Graham Flint of the Gigapxl Project talks about the cameras he uses to capture amazing images of such depth they must be seen to be appreciated. The Project's camera still use film and the resulting images are digitized in a laborious process.
The Project is currently working on the Portrait of America, photographs of interesting locations across the US and Canada as a form of archive. In partnership with Google, the Gigapxl Project hopes to expand its cataloguing process around the world and integrate the results with Google Earth.
Graham Flint, a physicist by profession, has sought to bring the perspective of a physicist to other fields; especially to architecture, astronomy, medicine, military science, photography, and, most recently, to information display. Early in his career, he was co-inventor of the world's first infrared laser rangefinder and subsequently has pioneered the application of lasers in areas as diverse as eye surgery and space-based weaponry. In the context of photography, he has designed cameras for applications which range from cold-war espionage to the Hubble Space Telescope. He has published more than a hundred technical papers and holds a dozen patents.

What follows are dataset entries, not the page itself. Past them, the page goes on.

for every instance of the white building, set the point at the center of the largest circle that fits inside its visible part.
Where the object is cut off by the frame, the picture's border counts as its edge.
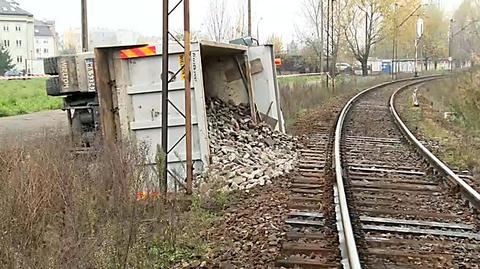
(17, 33)
(45, 39)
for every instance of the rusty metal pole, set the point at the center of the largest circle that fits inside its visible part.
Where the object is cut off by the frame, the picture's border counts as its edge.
(328, 44)
(84, 26)
(188, 98)
(334, 51)
(249, 17)
(165, 93)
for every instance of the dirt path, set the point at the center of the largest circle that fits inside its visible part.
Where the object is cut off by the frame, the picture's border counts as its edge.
(26, 127)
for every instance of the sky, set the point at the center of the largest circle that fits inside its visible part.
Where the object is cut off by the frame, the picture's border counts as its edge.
(144, 16)
(279, 17)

Graham has held positions as Chief of Lockheed Martin's Laser Devices Laboratory, as Executive Vice President of International Laser Systems, and as Director of the Air Force's Developmental Optics Facility. Most recently, and until joining the ranks of the semi-retired last year, he served as President and CEO of Photera Technologies, a California-based corporation specializing in ultra-high-resolution imagery and laser digital cinema. Along the way, he has been Chairman of the Laser Division of the U.S. Electronic Industries Association and Co-chairman of the Channel Islands Alternate Energy Commission. As an avocational endeavor, he has pursued the Gigapxl Project, a project which brings together the cutting edges of photographic optics, film technology, and digital processing so as to create landscape photographs which contain unprecedented amounts of information.